PILOCYTIC ASTROCYTOMA (WHO GRADE I)
In general, treatment is limited to surgical removal, which, if completely performed, can lead to total recovery in 95% of all cases.
LOW-GRADE EPENDYMOMA (WHO GRADE II)
Also in this case, surgical operation in most cases makes it possible to remove entirely the lesion with consequent full recovery.
When this should not be possible because the tumor has violated important adjacent structures, radiotherapy is employed in case of relapse.
LOW-GRADE GLIOMAS (WHO GRADE II)
Treatment is micro-surgical excision.
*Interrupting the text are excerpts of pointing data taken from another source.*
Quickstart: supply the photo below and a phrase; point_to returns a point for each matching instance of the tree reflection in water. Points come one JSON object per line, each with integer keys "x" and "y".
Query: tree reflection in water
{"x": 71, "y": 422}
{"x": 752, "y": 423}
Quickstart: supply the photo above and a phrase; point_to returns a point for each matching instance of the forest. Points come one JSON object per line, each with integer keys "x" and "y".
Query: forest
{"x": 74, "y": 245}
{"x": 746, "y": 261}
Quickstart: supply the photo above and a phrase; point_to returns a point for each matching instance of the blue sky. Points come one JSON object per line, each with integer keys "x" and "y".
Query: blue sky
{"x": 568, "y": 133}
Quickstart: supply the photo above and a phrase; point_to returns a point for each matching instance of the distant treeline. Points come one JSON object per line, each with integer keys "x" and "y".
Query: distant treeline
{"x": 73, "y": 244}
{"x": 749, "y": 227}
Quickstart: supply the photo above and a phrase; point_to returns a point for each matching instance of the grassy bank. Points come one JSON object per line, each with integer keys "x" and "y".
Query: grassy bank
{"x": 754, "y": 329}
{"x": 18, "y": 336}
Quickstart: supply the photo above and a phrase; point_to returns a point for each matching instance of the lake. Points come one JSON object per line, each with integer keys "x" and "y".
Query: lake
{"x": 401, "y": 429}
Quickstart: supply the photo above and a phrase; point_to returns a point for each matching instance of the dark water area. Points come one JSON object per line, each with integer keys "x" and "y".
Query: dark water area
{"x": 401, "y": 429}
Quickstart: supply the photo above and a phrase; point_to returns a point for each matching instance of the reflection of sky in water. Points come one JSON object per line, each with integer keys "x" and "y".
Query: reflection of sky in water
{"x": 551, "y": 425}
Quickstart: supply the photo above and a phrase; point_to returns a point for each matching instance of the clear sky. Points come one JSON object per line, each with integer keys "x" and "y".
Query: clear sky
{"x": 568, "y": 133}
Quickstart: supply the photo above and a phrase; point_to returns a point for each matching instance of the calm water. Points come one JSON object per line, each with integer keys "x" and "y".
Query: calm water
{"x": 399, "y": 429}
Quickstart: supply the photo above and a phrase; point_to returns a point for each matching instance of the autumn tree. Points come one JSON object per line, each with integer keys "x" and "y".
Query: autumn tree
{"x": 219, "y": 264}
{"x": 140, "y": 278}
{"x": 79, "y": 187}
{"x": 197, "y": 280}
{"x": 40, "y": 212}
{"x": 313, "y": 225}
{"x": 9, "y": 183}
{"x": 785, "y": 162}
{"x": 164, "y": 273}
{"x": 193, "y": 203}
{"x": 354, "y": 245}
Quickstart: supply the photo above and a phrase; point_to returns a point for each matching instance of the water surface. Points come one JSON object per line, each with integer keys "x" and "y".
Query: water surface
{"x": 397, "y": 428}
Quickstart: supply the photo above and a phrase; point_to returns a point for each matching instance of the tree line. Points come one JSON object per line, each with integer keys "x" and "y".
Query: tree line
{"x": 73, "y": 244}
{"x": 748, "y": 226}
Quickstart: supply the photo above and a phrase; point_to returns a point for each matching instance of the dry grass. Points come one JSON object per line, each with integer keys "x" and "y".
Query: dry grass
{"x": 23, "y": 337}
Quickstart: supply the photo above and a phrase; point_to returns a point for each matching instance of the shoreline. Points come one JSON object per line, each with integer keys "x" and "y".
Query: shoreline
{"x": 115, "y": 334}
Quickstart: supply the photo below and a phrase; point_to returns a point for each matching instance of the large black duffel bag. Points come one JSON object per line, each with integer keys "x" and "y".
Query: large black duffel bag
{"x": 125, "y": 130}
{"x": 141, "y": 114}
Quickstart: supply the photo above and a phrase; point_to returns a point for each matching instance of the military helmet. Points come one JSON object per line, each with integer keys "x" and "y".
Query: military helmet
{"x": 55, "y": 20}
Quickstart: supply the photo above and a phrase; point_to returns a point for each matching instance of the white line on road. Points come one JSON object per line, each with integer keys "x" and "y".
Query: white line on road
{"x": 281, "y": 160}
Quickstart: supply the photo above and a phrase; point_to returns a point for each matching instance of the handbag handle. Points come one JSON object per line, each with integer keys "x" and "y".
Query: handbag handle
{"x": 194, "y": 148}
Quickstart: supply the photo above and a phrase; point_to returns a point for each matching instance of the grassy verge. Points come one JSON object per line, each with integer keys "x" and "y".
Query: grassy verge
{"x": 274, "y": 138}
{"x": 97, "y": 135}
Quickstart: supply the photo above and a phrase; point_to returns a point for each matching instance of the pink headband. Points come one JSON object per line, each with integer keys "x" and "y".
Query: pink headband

It is important that the removal of the tumor be as wide as possible while still preserving the integrity of the surrounding areas of the brain.
Although they are slow-growing tumors, low-grade gliomas tend to recur even after surgical removal. Therefore, several brain MRIs over a period of time shall be necessary to reveal any relapse as early as possible.
In some cases, chemotherapy and radiotherapy are useful.
The prognosis for low-grade gliomas, in view of a complete treatment, is of about 7-10 years.
ANAPLASTIC GLIOMAS (WHO GRADE III)
Treatment is microsurgical. Also in this case, it is important perform an excision of the tumor as wide as possible, while still preserving the integrity of the surrounding areas of the brain.
Whenever it is not possible to remove the lesion due to the critical location of the tumor or due to the patient’s clinical condition, it is advisable to perform a biopsy of the tumor tissue in order to make a histological diagnosis and, if necessary, carry out the adjuvant therapies.
Surgery may be followed by chemotherapy, which has proven to be particularly effective in anaplastic oligodendrogliomas.
Anaplastic gliomas are very aggressive tumors and the prognosis, after appropriate treatment, is of about 3 years.
GLIOBLASTOMA MULTIFORME (WHO GRADE IV)
The glioblastoma multiforme requires an aggressive multidisciplinary treatment.
Treatment is microsurgical excision. Also in this case, it is important to perform a wide excision of the tumor while still preserving the integrity of the surrounding areas of the brain.
Following surgery, both radiotherapy and chemotherapy (temozolamide) should be applied.
The average time for the appearance of a recurrence is about 5-6 months. When the lesion recurs in a location that is surgically accessible, a second surgical operation may be performed.
The prognosis is unfavourable, with an average survival, after appropriate treatment, of about 16 months.